In contrast, Teach for America's recruiting process begins early in the fall semester and continues into the spring, with multiple application deadlines throughout the period. The organization selects promising students early on, and schedules regular campus visits for information sessions and informal interviews.
In recent years especially, internships have become important stepping stones toward finding paid employment.
"Now more the case than five years ago, internship experience is a gateway into full-time work," Diehl said.
Graduates who do not immediately go into paid employment pursue a variety of activities. Currently, 16 percent of the Class of 2010 is attending graduate school, 5 percent is involved with a fellowship, and 2 percent has a paid internship.

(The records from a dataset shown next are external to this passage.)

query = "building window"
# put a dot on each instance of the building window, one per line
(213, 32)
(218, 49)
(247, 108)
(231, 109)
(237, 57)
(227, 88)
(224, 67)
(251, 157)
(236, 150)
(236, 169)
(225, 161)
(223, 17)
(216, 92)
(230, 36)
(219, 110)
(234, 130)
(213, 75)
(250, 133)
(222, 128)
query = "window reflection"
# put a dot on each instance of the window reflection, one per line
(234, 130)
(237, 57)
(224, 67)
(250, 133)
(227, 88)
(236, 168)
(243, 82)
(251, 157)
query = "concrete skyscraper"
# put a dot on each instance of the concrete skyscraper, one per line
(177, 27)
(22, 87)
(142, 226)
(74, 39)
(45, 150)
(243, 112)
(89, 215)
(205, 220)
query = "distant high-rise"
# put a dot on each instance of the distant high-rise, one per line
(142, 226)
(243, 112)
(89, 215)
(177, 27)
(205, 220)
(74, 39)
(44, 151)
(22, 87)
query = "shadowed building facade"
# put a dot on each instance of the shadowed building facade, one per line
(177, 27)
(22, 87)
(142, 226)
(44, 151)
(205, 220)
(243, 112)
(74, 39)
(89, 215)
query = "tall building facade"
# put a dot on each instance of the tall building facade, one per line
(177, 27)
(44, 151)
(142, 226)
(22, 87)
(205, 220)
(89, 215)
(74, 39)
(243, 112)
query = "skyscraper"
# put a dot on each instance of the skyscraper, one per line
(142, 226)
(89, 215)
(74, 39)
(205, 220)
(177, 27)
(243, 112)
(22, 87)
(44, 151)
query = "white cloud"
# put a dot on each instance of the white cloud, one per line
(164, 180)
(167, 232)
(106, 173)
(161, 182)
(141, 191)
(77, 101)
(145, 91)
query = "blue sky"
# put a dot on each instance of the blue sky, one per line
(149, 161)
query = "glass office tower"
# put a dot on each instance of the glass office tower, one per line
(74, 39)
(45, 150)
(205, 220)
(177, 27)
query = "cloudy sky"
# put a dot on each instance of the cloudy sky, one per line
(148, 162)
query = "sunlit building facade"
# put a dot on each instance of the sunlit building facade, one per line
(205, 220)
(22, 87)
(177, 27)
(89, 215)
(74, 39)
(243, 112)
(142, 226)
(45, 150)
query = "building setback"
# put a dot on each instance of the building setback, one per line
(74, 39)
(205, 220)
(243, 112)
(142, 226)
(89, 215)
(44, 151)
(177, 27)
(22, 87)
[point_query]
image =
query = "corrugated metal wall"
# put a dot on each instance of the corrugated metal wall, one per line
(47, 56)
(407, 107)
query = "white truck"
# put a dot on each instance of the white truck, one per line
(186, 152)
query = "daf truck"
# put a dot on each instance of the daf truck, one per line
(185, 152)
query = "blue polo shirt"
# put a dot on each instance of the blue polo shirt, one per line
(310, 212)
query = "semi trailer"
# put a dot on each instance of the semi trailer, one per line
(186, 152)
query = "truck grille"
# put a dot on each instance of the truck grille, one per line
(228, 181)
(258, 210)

Of those graduate schools attended by Bowdoin alumni since the Class of 2006, there are many programs represented.
Ivy League universities are the most common destinations for graduate study. However, recent graduates are not as well represented in Ivy League medical and law schools; most of those who enroll in such programs do so at larger schools in the Northeast, including the University of Connecticut, Suffolk University, Boston University, and the University of Massachusetts. Diehl suggested that Suffolk's part-time evening program may be appealing to alumni who wish to continue on their careers while earning a law degree.
The Class of 2010 one-year out survey was conducted in conjunction with the New England Consortium on Assessment and Student Learning, comprised of Bates, Bowdoin, Colby, Middlebury, Smith, Trinity, and Wellesley.
Distributed last summer, the survey was sent to all but 60 or 70 members of the Class of 2010. It had about a 70 percent response rate.
Before the arrival of Becky Brodigan, vice president of institutional planning and assessment, three years ago, Bowdoin did not keep track of post-graduation data in a comprehensive way.
According to Brodigan, the surveys have not been done in past years in part because they are a labor-intensive process that may not initially provide all that much new insight.
"You have to track everyone, design a survey, administer it, and send follow-up emails to people," Brodigan said.
"We are going to try to continue to do this every year, and to try to figure out a way to track down the other students that don't give us their email addresses," added Brodigan. "There are plans to keep tracking the Class of 2010, but it's going to depend on whether or not we can really learn something from it."
Brodigan said that the longitudinal study with peer schools is helpful not just for the school, but also for groups, including the federal government, alumni, and parents of current students, who all want to know what students do after graduation.
"The issue of jobs after Bowdoin is an important issue on the minds of parents, alumni and trustees," wrote President Barry Mills in an email to the Orient. "Students are also obviously focused on this issue too, although this is not an issue I hear so much myself from prospective students."
In the coming months, both the admissions office and the Career Planning Center plan to work on web displays for the post-graduate information, so that families and students can evaluate the power and payoffs of a Bowdoin degree.